Ketua DPRD Prabumulih Akan Panggil Manajemen RS Bunda, Kasus Penanganan Pasien Gawat Darurat Disorot
PRABUMULIH, SS.CO.ID -- Ketua DPRD Prabumulih, H Deni Victoria SHSi, menyatakan akan segera memanggil pimpinan Rumah Sakit (RS) AR Bunda terkait dugaan penundaan penanganan pasien gawat darurat, yang dialami anak Wako Prabumulih, H Arlan.
Pernyataan tegas tersebut disampaikan Deni Victoria, akrab disapa DV usai Rapat Paripurna ke-XXVI Masa Persidangan ke-III, Senin malam, 28 Juli 2025.Wako Arlan
“Ya nanti kita panggil, tapi biarkan dulu pihak Dinkes menyelesaikan (Investigasi, red),” ujar DV saat dikonfirmasi awak media.
Menurut DV, langkah pemanggilan ini akan dilakukan setelah hasil investigasi resmi dari Dinkes Prabumulih dirampungkan. DPRD menilai penting mendengar langsung klarifikasi dari manajemen RS Bunda guna memastikan komitmen profesionalitas dan etika layanan, terutama dalam penanganan kondisi medis darurat.
Sementara itu, Plt Kadinkes Prabumulih, Djoko Listyano AP SKM MSi, mengungkap bahwa pihaknya telah menemukan sejumlah pelanggaran dalam hasil awal investigasi terhadap operasional RS Bunda.
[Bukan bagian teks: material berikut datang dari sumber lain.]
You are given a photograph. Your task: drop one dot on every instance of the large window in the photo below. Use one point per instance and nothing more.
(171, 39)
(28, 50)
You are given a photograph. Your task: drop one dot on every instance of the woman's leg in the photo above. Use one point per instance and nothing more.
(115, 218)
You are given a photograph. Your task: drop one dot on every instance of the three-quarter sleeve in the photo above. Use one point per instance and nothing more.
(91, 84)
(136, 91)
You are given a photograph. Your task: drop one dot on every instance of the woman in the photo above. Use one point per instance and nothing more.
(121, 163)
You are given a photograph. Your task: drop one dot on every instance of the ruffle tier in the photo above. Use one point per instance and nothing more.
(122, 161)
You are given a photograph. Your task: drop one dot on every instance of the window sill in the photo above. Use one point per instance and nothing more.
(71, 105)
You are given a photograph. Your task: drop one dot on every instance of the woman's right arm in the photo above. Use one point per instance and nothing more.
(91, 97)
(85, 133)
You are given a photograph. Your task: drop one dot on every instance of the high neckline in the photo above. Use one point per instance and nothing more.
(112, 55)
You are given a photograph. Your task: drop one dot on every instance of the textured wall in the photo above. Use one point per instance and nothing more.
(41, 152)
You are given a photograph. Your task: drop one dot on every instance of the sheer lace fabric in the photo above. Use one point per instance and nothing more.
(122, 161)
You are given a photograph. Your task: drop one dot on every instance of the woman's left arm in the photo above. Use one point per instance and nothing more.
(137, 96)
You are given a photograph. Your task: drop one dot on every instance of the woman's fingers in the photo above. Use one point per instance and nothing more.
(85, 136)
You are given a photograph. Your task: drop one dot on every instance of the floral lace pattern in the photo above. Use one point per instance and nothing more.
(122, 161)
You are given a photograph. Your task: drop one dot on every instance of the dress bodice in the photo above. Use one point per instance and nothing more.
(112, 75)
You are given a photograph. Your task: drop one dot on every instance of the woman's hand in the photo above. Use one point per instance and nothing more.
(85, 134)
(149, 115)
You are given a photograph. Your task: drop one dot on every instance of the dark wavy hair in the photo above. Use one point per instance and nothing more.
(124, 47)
Salah satu temuan paling serius adalah terkait penyimpanan obat-obatan kedaluwarsa tercampur dengan obat-obatan masih layak pakai.
“Memang ada beberapa temuan, termasuk soal obat-obatan kedaluwarsa disimpan di tempat yang sama dengan obat masih layak digunakan,” jelas Djoko saat dikonfirmasi.
Kasus ini pun semakin menjadi perhatian publik karena menyangkut keselamatan pasien dan pelayanan medis dalam kondisi darurat, seharusnya menjadi prioritas utama setiap fasilitas kesehatan.
Langkah tegas dari DPRD dan Dinas Kesehatan diharapkan dapat memberi efek jera serta memperkuat pengawasan terhadap rumah sakit, khususnya dalam menerapkan standar operasional yang sesuai dengan ketentuan dan regulasi berlaku.
Publik kini menantikan hasil lengkap investigasi serta langkah konkret yang akan diambil agar kasus serupa tidak kembali terulang.